Vedevo mio padre annaspare per cercare di racimolare il denaro
necessario per mantenerci con un unico stipendio; mi ero perfino
offerta di trovare un lavoro, ma lui non ne aveva voluto sapere. Più di
una volta mi aveva assicurato che le cose si sarebbero sistemate,
che il mio compito era studiare per riuscire al massimo in ciò che
avrebbe costituito il mio futuro, ma tutto ciò mi faceva sentire
semplicemente inutile e gravosa sulle spalle della mia famiglia.
Quando arrivò quella telefonata, inaspettata e raggelante come un
iceberg in pieno petto, il primo pensiero fu quello di rifiutare. Perché,
di punto in bianco, una ricca signora della Torino bene voleva offrirmi
vitto e alloggio nella sua raffinata dimora, mantenendomi perfino agli
studi, in cambio solo di qualche mansione domestica? E poi per
quale ragione avrei dovuto lasciare tutto? Interrogativi che non
trovarono mai una risposta, sfumati come sabbia travolta dalle onde
al solo udire quelle parole:
«Me l’ha chiesto tua madre.» Smisi di cercare una giustificazione,
mi affidai semplicemente al corso degli eventi. Mia madre mi amava
più di se stessa e se lei aveva voluto questo per me, allora voleva
dire che era la scelta giusta.
Patricio, mio padre, si era mostrato un po’ riluttante all’inizio e
poco propenso nel vedermi partire, ma alla fine aveva assecondato,
come sempre, i miei desideri.
Ricordo il giorno in cui partii; erano gli inizi di ottobre e le prime
avvisaglie di freddo cominciavano a farsi sentire. Avvolta nel
giubbotto ancora leggero e valige alla mano, mi ero accoccolata in
macchina in attesa dell’arrivo di papà. Thor, il mio alano che avevo
tanto insistito per portare con me, ronfava già con insistenza nel
baule della monovolume di Patricio.
Avevo visto sfrecciare davanti agli occhi tutte le strade conosciute
della mia infanzia; i profumi della campagna toscana mi avrebbero
accompagnato nella mia nuova casa, come il verde, il ramato e il
giallo dei suoi colori in autunno. Ingoiai il groppo che avevo in gola e
mi feci coraggio per non piangere, non volevo che papà si
preoccupasse.
Quando giunsi a tenuta Carignani, pensai subito che doveva
esserci stato un errore, non poteva essere davvero quella la mia
destinazione. Ettari e ettari di boschi e campagne si estendevano a
vista d’occhio, curati e rigogliosi. La zona padronale era composta
da un maestoso castello che, anche se restaurato e rimodernato,
non aveva perduto la bellezza e la struttura originaria. Mio padre
fischiò meravigliato.
«Accidenti, mi amor, è un paradiso.» Io ero semplicemente
rimasta senza parole. Mi limitai ad annuire e a stringere
nervosamente nel palmo della mano il guinzaglio di Thor. Mi
aspettavo quasi di vedere da un momento all’altro comparire nel bel
mezzo del cortile dei cavalieri a cavallo.

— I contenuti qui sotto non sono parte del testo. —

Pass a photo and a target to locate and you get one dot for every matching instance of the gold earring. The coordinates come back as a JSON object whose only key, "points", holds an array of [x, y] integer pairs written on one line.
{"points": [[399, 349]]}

Gli unici cavalli che in realtà ebbi modo di ammirare furono,
invece, quelli che rombavano sotto il cofano di una splendida Jaguar
nera metallizzata che comparve da una strada secondaria,
silenziosa e predatoria, sollevando un filo di polvere dal sentiero
sterrato.
Ne uscì una donna matura e distinta. I lunghi capelli, ormai resi
argentati dal tempo, erano stati raccolti in un elegante chignon
arricchito con un filo di perle, le stesse purissime che portava al collo
da cigno ancora lungo e leggiadro. Era magra e minuta e le sue
movenze ricordavano molto quelle di una ballerina di musica
classica, aggraziate e leggere. Sorrise gentilmente in nostra
direzione anche se gli occhi, di un limpido azzurro cielo, rimasero
freddi e inespressivi. Mi tese la mano che io strinsi, incerta.
«Signor de la Cruz, Costanza, benvenuti.» Ci accolse con voce
decisa.
«Clarissa, è un piacere rincontrarla.» Rispose mio padre educato,
ma a disagio.
«Si ferma qui per cena, Patricio?» domandò cortese, ma piuttosto
asciutta la donna.
«No, grazie per l’offerta, ma devo tornare in Toscana e il viaggio è
piuttosto lungo.» Si limitò a dire con un’alzata di spalle mio padre,
sfiorandomi una guancia con le labbra e pungendomi con la barba
ispida e quasi completamente bianca. Era il suo modo di salutarmi;
per queste cose le parole non servivano, un gesto valeva molto di
più. Lo osservai allontanarsi, scomparendo oltre gli alberi e percepii
distintamente gli occhi di Clarissa trafiggermi la schiena.
«Vieni, cara, ti mostro la casa e i tuoi alloggi.» Disse
semplicemente, passandomi un braccio intorno alle spalle e
guidandomi all’entrata della tenuta. Mi asciugai frettolosamente le
due lacrime dispettose che mi avevano inumidito gli occhi e poi la
seguii accompagnata da Thor.
Una cameriera aprì l’importante portone in mogano scuro,
facendoci entrare.
Nella sala d’ingresso i pavimenti rilucevano di colori meravigliosi,
sapientemente elaborati in disegni intricati e artistici; un grosso
lampadario di cristallo catturava la luce risplendendo come un astro
rubato alla volta celeste. Della brasca, ancora ardente, fumava da un
camino caldo e accogliente. I soffitti a cassettoni in legno intarsiato
sporgevano maestosi facendo bella mostra di sé e proclamando a
gran voce l’estrazione sociale dei proprietari di quella dimora. Una
scalinata in pietra levigata dava accesso ai piani superiori.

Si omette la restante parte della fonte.